Avec Morgan Freeman, Matt Damon, Scott Eastwood et Robert Hobbs - 13 janvier 2010 - 2h12
Les commentaires
Thibault
Le 15/02/2010
C'est long, mais qu'est ce que c'est long !
J'espère juste que ce ne sera pas le dernier film de Clint, parce que c'est loin d'être son meilleur !
On connaissait le goût immodéré du vieux cowboy pour la musiquette tire-larmes (il faut bien faire travailler son fils compositeur), on lui découvre ici une véritable passion pour les ralentis ridicules avec le son distordu qui va avec (les joueurs grognent comme des sangliers). Tout cela est assez moche, en plus d’être ennuyeux au possible !
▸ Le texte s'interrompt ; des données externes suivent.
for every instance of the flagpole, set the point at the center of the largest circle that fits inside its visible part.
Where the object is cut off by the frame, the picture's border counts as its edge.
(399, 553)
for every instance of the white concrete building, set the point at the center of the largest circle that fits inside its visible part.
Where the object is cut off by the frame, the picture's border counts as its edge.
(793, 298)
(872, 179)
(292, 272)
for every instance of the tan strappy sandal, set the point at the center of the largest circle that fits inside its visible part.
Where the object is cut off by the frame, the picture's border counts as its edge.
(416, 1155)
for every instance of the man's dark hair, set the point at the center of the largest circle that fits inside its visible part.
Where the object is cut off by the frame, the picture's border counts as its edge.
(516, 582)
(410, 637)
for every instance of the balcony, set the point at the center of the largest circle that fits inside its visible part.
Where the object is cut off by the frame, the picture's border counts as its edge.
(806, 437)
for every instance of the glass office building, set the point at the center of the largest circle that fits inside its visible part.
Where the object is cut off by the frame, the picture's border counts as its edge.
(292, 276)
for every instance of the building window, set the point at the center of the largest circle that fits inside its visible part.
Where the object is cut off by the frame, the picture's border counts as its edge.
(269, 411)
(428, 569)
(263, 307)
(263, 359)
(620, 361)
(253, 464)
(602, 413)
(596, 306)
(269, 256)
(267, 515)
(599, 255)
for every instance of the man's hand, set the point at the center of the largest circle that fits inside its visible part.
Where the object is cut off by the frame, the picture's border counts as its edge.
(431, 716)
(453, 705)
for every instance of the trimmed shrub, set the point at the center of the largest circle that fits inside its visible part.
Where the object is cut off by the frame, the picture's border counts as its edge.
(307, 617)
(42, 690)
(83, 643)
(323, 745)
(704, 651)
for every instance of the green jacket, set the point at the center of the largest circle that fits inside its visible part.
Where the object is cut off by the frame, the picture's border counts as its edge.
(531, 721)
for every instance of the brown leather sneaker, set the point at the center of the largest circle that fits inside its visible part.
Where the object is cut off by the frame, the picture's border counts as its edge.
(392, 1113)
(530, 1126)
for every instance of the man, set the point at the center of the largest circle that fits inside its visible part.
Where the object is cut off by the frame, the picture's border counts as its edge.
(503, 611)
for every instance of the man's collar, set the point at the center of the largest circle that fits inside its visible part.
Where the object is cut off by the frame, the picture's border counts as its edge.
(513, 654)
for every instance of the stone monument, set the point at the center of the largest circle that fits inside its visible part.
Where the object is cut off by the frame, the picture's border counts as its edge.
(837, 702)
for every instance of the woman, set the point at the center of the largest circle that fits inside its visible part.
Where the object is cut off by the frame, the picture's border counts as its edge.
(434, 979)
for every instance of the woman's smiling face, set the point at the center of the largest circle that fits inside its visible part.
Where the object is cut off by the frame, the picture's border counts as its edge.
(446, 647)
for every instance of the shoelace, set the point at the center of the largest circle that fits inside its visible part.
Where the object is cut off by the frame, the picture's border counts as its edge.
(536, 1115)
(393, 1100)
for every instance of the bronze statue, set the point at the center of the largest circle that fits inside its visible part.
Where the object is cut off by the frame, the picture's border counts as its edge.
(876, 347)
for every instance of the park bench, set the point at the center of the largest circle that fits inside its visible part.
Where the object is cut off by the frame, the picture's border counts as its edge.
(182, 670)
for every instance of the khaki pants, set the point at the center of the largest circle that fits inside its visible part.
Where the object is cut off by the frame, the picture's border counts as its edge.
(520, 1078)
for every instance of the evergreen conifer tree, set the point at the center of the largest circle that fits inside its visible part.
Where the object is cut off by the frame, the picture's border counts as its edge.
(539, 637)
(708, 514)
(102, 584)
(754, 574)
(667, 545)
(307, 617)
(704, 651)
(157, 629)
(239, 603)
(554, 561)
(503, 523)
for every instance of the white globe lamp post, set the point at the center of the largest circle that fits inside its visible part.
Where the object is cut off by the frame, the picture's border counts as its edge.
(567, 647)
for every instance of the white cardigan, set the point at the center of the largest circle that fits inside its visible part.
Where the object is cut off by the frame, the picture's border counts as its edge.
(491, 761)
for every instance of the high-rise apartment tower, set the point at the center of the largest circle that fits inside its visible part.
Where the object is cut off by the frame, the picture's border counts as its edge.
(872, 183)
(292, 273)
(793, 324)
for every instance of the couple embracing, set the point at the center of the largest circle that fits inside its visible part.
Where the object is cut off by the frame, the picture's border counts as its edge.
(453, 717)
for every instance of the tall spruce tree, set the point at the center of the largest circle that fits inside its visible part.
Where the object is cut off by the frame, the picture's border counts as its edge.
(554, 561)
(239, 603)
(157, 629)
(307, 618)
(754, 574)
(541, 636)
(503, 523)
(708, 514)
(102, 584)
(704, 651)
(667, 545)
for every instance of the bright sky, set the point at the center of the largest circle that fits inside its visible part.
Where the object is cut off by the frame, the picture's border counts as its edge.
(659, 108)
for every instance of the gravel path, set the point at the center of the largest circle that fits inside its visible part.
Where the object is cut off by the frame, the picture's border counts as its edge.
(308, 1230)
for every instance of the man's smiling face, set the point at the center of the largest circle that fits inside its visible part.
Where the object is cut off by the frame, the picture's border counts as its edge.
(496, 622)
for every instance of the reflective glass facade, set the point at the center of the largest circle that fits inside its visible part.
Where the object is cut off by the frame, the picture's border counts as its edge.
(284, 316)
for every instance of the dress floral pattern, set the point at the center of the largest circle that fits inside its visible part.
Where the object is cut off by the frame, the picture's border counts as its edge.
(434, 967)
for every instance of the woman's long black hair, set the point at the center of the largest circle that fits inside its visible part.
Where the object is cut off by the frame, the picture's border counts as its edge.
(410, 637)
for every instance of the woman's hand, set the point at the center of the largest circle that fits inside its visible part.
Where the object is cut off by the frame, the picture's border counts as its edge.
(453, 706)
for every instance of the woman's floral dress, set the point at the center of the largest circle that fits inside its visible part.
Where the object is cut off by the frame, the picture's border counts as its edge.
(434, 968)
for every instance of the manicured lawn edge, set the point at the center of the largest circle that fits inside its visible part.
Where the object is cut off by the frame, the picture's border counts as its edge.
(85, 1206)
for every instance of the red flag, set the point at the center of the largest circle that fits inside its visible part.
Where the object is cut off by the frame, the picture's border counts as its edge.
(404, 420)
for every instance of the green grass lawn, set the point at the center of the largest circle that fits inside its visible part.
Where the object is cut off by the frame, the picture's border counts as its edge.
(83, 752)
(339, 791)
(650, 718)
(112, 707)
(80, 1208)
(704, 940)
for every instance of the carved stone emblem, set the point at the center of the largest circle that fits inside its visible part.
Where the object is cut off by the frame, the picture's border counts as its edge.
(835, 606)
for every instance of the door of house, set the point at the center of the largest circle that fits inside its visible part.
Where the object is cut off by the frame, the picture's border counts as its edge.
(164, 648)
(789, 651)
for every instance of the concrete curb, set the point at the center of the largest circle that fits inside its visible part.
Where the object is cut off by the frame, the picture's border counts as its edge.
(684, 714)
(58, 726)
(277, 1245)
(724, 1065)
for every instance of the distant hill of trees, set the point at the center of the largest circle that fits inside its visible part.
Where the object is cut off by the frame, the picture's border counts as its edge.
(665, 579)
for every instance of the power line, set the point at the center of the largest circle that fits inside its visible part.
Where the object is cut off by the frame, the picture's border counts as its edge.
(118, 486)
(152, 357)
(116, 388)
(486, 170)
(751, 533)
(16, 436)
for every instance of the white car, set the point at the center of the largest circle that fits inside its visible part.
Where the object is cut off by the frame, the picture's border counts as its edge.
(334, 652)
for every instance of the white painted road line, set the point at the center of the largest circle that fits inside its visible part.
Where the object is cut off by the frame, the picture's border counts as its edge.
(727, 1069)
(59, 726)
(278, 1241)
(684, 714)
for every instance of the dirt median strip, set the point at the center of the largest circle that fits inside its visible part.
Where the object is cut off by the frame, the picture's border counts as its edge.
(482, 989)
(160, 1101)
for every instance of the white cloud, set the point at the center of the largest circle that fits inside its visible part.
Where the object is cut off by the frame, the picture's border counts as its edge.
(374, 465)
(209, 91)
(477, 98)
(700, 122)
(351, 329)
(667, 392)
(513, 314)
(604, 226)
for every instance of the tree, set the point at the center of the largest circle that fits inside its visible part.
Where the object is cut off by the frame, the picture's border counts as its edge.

Personnellement, je n’ai rien retiré de ce film. La leçon de vie ne fonctionne pas tant Mandela est représenté de façon caricaturale. Ce n’est plus un homme politique, c’est Jésus réincarné, en plus gentil ! Les acteurs sont au minimum : yeux embués et mines compassionnelles tout le long du film pour une émotion feinte qui n’étreint malheureusement jamais le spectateur (ou tout au moins pas moi !).
Et ta critique ?
Un homme lumineux sur une terre d'amertume. On parle de Clint Eastwood ou Nelson Mandela?
Fin de l'Apartheid, l'Afrique du Sud a des plaies à panser et la présidence de Nelson Mandela annonce une vague idée de remède. Le traitement semble douloureux, or le malicieux militant fait preuve d'une grande intelligence pour réconcilier les noirs et les blancs de sa nation...
A Clint Eastwood de raconter sa naissance de la nation, grand sujet américain! Il le fait avec son talent habituel: un classicisme tout en ironie et une classe qui fait de lui l'éternel dernier géant d'Hollywood.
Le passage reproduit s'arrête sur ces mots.